Whole transcriptome sequencing reveals differences in the pathogenesis of myelodysplastic syndromes and acute myeloid leukemia.

[OBJECTIVES] Myelodysplastic syndrome (MDS) and acute myeloid leukemia (AML) are closely related hematologic malignancies. However, the transcriptomic distinctions between them are not fully elucidated. This study aimed to identify transcriptional differences between MDS and AML using whole transcriptome sequencing to provide a theoretical basis for improved diagnosis and treatment.

[METHODS] Whole transcriptome sequencing was conducted to profile the expression of mRNAs and non-coding RNAs in MDS and AML samples. Subsequent bioinformatic analyzes were performed to identify differentially expressed genes and their potential functional roles.

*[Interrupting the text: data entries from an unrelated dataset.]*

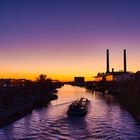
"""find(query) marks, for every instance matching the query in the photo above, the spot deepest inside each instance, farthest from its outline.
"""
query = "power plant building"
(114, 76)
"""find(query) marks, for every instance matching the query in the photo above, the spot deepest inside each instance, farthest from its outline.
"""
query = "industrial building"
(114, 76)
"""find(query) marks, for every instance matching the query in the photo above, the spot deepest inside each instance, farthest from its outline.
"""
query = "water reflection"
(105, 120)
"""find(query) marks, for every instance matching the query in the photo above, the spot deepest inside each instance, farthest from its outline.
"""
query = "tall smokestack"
(125, 65)
(107, 57)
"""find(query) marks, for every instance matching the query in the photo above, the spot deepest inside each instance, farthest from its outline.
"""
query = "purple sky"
(64, 38)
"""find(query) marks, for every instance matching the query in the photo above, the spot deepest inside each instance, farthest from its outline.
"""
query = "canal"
(106, 120)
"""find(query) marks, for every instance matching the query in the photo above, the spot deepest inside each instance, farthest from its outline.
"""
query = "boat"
(78, 107)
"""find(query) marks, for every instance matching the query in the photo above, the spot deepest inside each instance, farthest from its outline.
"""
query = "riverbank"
(18, 101)
(127, 93)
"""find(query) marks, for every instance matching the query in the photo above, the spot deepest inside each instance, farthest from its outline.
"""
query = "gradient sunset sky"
(67, 38)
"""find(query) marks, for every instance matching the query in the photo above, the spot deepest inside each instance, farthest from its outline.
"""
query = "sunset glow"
(68, 39)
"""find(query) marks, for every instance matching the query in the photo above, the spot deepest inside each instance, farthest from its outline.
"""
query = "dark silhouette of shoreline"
(20, 97)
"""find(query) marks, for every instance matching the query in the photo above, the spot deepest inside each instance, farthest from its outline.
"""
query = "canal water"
(106, 120)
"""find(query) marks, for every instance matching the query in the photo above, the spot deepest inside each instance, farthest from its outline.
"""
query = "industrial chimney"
(125, 65)
(107, 57)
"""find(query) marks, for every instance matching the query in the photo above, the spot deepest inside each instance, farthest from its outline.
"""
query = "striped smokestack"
(125, 65)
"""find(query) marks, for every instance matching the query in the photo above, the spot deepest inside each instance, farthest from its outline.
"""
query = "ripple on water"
(103, 122)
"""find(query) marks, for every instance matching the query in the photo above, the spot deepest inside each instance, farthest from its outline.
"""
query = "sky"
(67, 38)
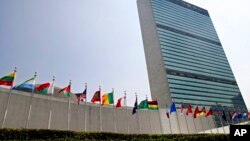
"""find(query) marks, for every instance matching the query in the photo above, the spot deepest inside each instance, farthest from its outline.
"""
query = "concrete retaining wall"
(91, 117)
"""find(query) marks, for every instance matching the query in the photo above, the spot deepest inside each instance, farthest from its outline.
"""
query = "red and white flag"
(182, 109)
(120, 102)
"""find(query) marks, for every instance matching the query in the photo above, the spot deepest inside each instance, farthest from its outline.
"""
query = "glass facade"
(197, 68)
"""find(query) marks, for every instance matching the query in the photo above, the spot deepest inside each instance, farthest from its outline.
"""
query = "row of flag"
(48, 87)
(108, 98)
(197, 113)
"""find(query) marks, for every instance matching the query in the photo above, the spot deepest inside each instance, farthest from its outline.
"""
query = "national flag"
(81, 96)
(8, 80)
(108, 98)
(234, 115)
(143, 104)
(224, 116)
(43, 88)
(28, 84)
(216, 111)
(167, 114)
(135, 107)
(244, 116)
(210, 112)
(172, 108)
(189, 110)
(202, 112)
(196, 112)
(96, 97)
(120, 102)
(153, 105)
(66, 91)
(239, 115)
(182, 109)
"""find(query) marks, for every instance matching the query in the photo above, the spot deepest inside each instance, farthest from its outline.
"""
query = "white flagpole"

[RESULTS] Comprehensive sequencing revealed 1926 differentially expressed mRNAs, 80 miRNAs, 1553 lncRNAs, and 1635 circRNAs between MDS and AML. Functional enrichment analysis indicated that these differentially expressed genes are predominantly involved in key pathways such as ferroptosis, immune response, and cell cycle regulation. Further investigation highlighted a significant association of differentially expressed lncRNAs and circRNAs with the ferroptosis pathway. Key molecules implicated in ferroptosis included AQP3, ALOX5, ADAM23, STK11, AIFM2, hsa-miR-4433b-3p, hsa-miR-1307-3p, hsa-miR-23a-5p, and hsa-miR-3916.

[DISCUSSION] The distinct transcriptomic profiles uncovered in this study reveal critical molecular differences in the pathogenesis of MDS and AML. The strong enrichment of ferroptosis-related pathways, mediated by specific coding and non-coding RNAs, suggests a pivotal role for this biological process in disease development and progression from MDS to AML.

[CONCLUSION] Our study identified crucial genes and non-coding RNAs linked to ferroptosis, implicating their potential roles in MDS and AML pathogenesis and offering valuable candidate targets for future research.